[Vision2020] Megaloads Could Skip U.S. on Rail-Truck CanadaRoute

Gier, Nicholas NGIER at uidaho.edu
Thu May 26 17:52:10 PDT 2011


Hi Roger,

At the first "hearing" in Moscow in June (?) I asked Exxon-Mobil Ken Johnson about alternate routes, and he said that they had used the established "high and wide" corridor from Houston and also the Hudson Bay port for Tar Sands equipment.  

At least two things became obvious to me during the second hearing: (1) Exxon-Mobil ordered the modules from Korea in order to avoid higher costs of unionized manufacture in Alberta; and (2) they ordered them tall because they learned of the Lewiston port and Highways 12 and 200 that had no overpasses and relatively few overhead wires.

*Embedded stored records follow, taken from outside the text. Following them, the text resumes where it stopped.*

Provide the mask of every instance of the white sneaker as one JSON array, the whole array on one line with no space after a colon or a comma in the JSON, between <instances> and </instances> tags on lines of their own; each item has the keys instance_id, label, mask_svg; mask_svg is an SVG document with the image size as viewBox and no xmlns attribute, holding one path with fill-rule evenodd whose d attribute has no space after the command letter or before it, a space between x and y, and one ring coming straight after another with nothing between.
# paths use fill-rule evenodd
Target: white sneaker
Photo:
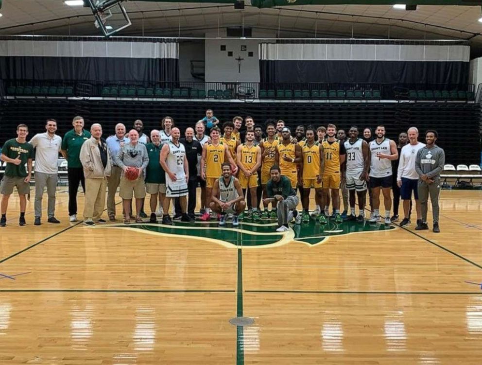
<instances>
[{"instance_id":1,"label":"white sneaker","mask_svg":"<svg viewBox=\"0 0 482 365\"><path fill-rule=\"evenodd\" d=\"M290 230L290 228L285 226L281 226L276 228L276 232L286 232L286 231L289 230Z\"/></svg>"}]
</instances>

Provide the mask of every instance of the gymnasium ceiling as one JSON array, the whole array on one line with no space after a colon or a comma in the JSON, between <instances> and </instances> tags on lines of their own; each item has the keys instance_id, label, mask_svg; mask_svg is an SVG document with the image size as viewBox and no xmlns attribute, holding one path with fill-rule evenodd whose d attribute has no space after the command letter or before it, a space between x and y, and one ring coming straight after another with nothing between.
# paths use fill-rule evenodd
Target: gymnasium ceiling
<instances>
[{"instance_id":1,"label":"gymnasium ceiling","mask_svg":"<svg viewBox=\"0 0 482 365\"><path fill-rule=\"evenodd\" d=\"M132 25L119 35L203 37L218 26L243 23L254 35L281 37L350 37L469 40L472 54L482 52L480 6L419 6L415 11L391 5L304 5L236 10L216 3L123 3ZM0 35L100 35L90 9L63 0L3 0ZM218 25L219 24L219 25ZM222 32L221 33L222 35Z\"/></svg>"}]
</instances>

I don't know how one combines arrogance and naivete together, but Johnson admitted at the second hearing that they did not expect any opposition(!!!), and at the first hearing Johnson admitted to me that if the modules were stranded in Lewiston then they made a big mistake not having them manufactured in Alberta.

Now Exxon-Mobil is paying metal workers in Lewiston $500,000 per module to have them cut in half so that they can be transported on 95 and the freeways.  Even if they still wanted to stick it to the metal workers union in Alberta, they still could have had the Koreans build them in parts in the first place.  Then they could have used then Houston route or rail from Hudson Bay and then open roads through Central Canada.

I truly hope that the Montana injunction will be made permanent and that Exxon-Mobil be forced to pay for its arrogance.